De vez em quando, numa mesa de jantar, acontece de um casal fazer o levantamento de suas perdas e ganhos. Raramente esse balancete se refere à vida do casal como um todo, sendo usualmente começado por um dos indivíduos que, seja por que motivo for, bebida inclusa, resolve deitar os olhos sobre o passado e refletir sobre sua vida. Inevitavelmente a relação entra nessa contabilidade. Quando a dupla tem um relacionamento de muitos anos a rememoração das perdas passadas não raro começa com um queixume do tipo “não fiz tal coisa porque ele/ela não deixou” e só tende a aumentar, superando em muito os ganhos. Se o déficit for grande, o negócio, ou a noite pelo menos, pode terminar mal.

Todo o relacionamento humano – o amoroso inclusive, para espanto de muitos – tem um custo embutido. Esse custo, sobre o qual geralmente não falamos em francas palavras a não ser em ruidosas ocasiões quando a relação corre o risco de se romper, vai acumulando e se modificado com o passar dos anos. Alguns itens saem da lista de débitos e passam a fazer parte da coluna de créditos, como aquela vez que deixei de fazer um voo de parapente com instrutor devido à insistência do marido. Depois vim a descobrir não apenas que o voo de parapente com instrutor é ilegal, mas também que são alarmantes as estatísticas de quedas em voos dessa natureza. Há, também, itens fazem o caminho inverso, quando descobrimos que talvez tenhamos partilhado de um desejo que nunca fora legitimamente nosso apenas para a manutenção do casal e que essa decisão nos custou afetivamente mais do que estaríamos dispostos a investir.

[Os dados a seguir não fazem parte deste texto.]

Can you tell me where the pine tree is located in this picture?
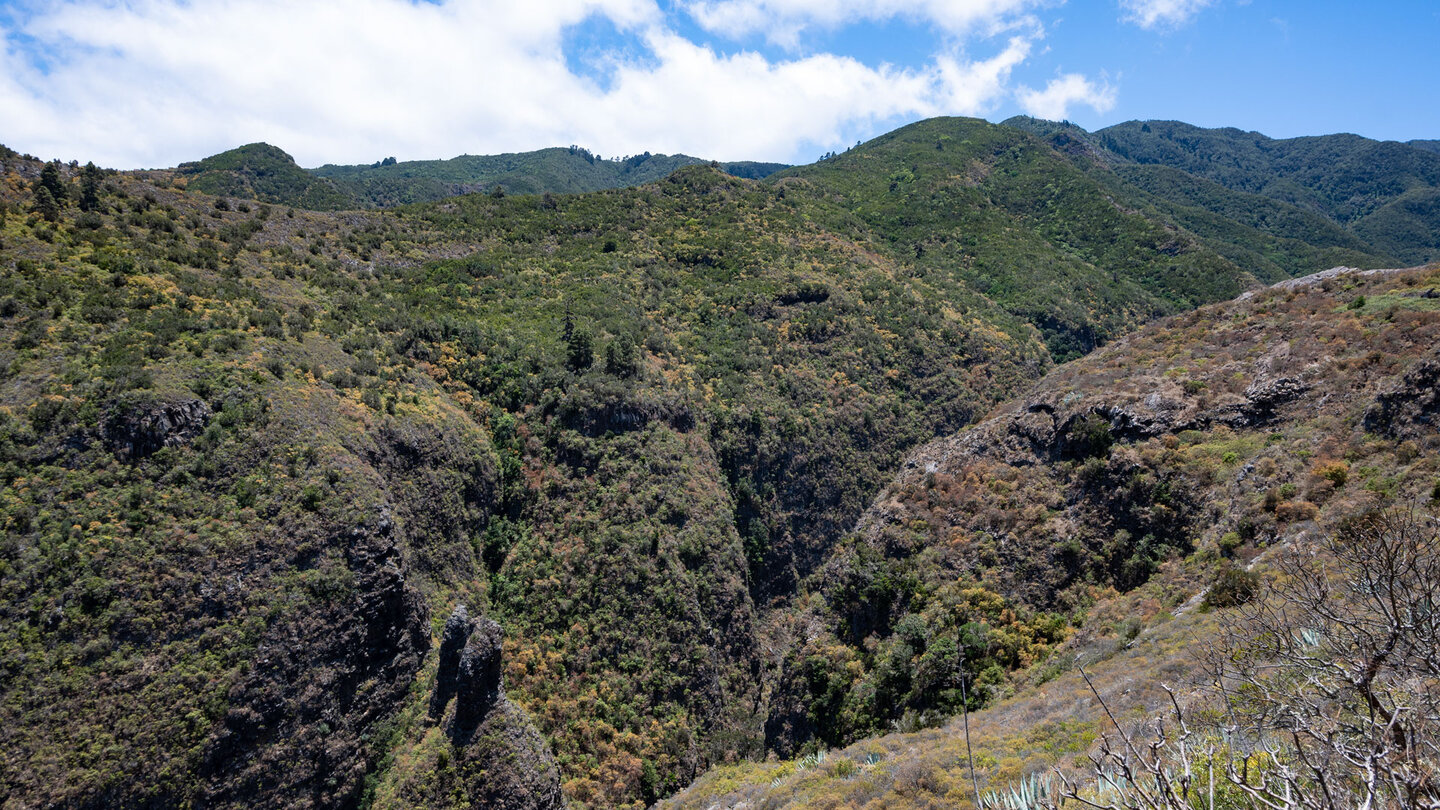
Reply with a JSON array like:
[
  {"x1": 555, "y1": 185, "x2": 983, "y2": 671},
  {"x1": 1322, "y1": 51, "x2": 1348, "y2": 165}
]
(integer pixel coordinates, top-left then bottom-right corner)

Um dos valores mais altos e dos mais comuns a ser pago dentro de um casamento longevo é a permanência enquanto congelamento do sujeito numa determinada época. Algumas pessoas reagem muito mal a mudanças e surpresas e encaram qualquer alteração nos interesses e no comportamento do companheiro ou companheira como uma ameaça de perda. Como se o engessamento da previsibilidade não fosse matar o envolvimento amoroso de qualquer forma. É a teoria do pássaro na mão, ao invés de voando. Ainda que triste, silencioso, morto mesmo, o pássaro está preso entre os dedos, é uma propriedade. Já um pássaro voando é uma liberdade e a liberdade do outro nos remete a nossa mesma. Liberdade que talvez nem queiramos por não sabermos o que fazer com ela. Então, embora pareça paradoxal, um membro de um casal pode tolher as asas do outro para evitar fazer uso de suas próprias. Fecha-se um círculo de proibições, de sonhos e fantasias não realizados, de mesmices e rotinas que podem vir a ser estranguladoras quando a velhice se aproxima e a frustração acumulada nos torna mais amargos.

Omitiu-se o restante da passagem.